Nos sentamos en un par de sillas de madera que habían pertenecido al vestíbulo de alguna iglesia.

– Me gusta tu despacho -dije.

– Es muy conveniente para el sector francés -comentó-. La seguridad aquí prácticamente no existe, y es el punto perfecto para ir y venir entre nuestro sector y el suyo sin que nadie se entere. Por extraño que resulte, recuerdo haber venido a esta floristería cuando era un crío.

– Nunca me pareciste un tipo romántico.

Él sacudió la cabeza.

– Hay un cementerio al final de la calle. Un pariente de mi viejo está enterrado allí. No me preguntes quién. No lo recuerdo.

Sacó un paquete de Roth-Handel y me ofreció uno.

– Yo no fumo -dijo-. Pero supuse que quizás estarías nervioso.

– Muy amable por tu parte.

– Puedes quedarte con el paquete.

Arranqué un poco de tabaco de un extremo del cigarrillo y lo apreté bien entre el pulgar y el índice, como haces cuando no te gusta el sabor. No me gustaba, pero un cigarrillo era un cigarrillo.

– ¿Qué les pasará a los tres americanos?

– ¿Te preocupa lo que pueda pasarles?

– Para mi sorpresa, sí. -Me encogí de hombros-. Puedes llamarlo conciencia culpable, si te apetece.

Se encogió de hombros.

– Lo pasarán bastante mal mientras averigüemos qué saben. Pero acabaremos por intercambiarlos por alguno de nuestros propios hombres. Son demasiado valiosos como para enviarlos a la guillotina, si es eso lo que estás pensando.

– No me digas que todavía la usáis.

– ¿La guillotina? ¿Por qué no? Es un sistema rápido. -Sonrió con crueldad-. Una bala es algo así como el perdón para los enemigos del Estado. Es mucho más rápida que la silla eléctrica.
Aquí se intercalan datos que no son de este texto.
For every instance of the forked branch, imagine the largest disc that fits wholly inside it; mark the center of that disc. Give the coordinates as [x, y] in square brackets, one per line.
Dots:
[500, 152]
El año pasado Ethel Rosenberg tardó veinte minutos en morir. Dijeron que su cabeza ardió antes de que muriera. Así que dime, ¿qué es más humano? ¿Los dos segundos que tarda en caer la hoja de la guillotina o los veinte minutos en la silla de Sing Sing? -Sacudió la cabeza de nuevo-. No. Tus tres americanos no están esperando el reparto del pan.

Al ver mi expresión de desconcierto, añadió:

– Para no causar a nuestra ciudadanía una alarma innecesaria, enviamos nuestra guillotina a recorrer la República Democrática Alemana en una furgoneta de reparto del pan, de una panadería en Halle. Pan integral. El mejor para la salud.
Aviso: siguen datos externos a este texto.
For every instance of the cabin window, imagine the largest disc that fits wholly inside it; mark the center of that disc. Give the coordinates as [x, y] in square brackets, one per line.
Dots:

– El mismo Erich de siempre. Siempre tuviste un extraño sentido del humor. Recuerdo una vez, en el tren a Dresde, que casi me muero de la risa.

– Creo que en aquella ocasión fuiste tú el último en reír. Me impresionó cómo manejaste el asunto. Matar a aquel ruso no era cosa fácil. Pero todavía me impresionó más lo que hiciste después. Cómo le entregaste el dinero a Elisabeth. Para ser sincero, hasta que recibí tu carta no tenía ni idea de que tú y ella habíais sido amigos. En cualquier caso, sospecho que la mayoría de los hombres se hubiesen quedado con el dinero.

»Eso me hizo pensar. Me pregunté a mí mismo qué clase de hombre haría semejante cosa. Desde luego, un hombre que no era el fascista que yo había creído que eras. Un hombre con cualidades ocultas. Un hombre que quizá podría llegar a serme útil. Puede que no estés al corriente de esto, pero hace tres o cuatro años intenté ponerme en contacto contigo, Günther. Para que hicieras un trabajo para mí. Descubrí que habías desaparecido. Incluso oí que te habías marchado a Sudamérica, como todos aquellos cabrones nazis. Así que cuando Elisabeth apareció en mi despacho en Hohenschönhausen con tu carta me llevé una sorpresa muy agradable. Me sorprendí más cuando leí tu carta, por la tremenda audacia de tu propuesta. Si me permites que te lo diga, era una estratagema digna de un auténtico maestro de espías, y te felicito por haberlo conseguido. Y lo que es más, delante de las mismas barbas de los americanos. Ésa es la mejor parte. Tardarán mucho en perdonarte.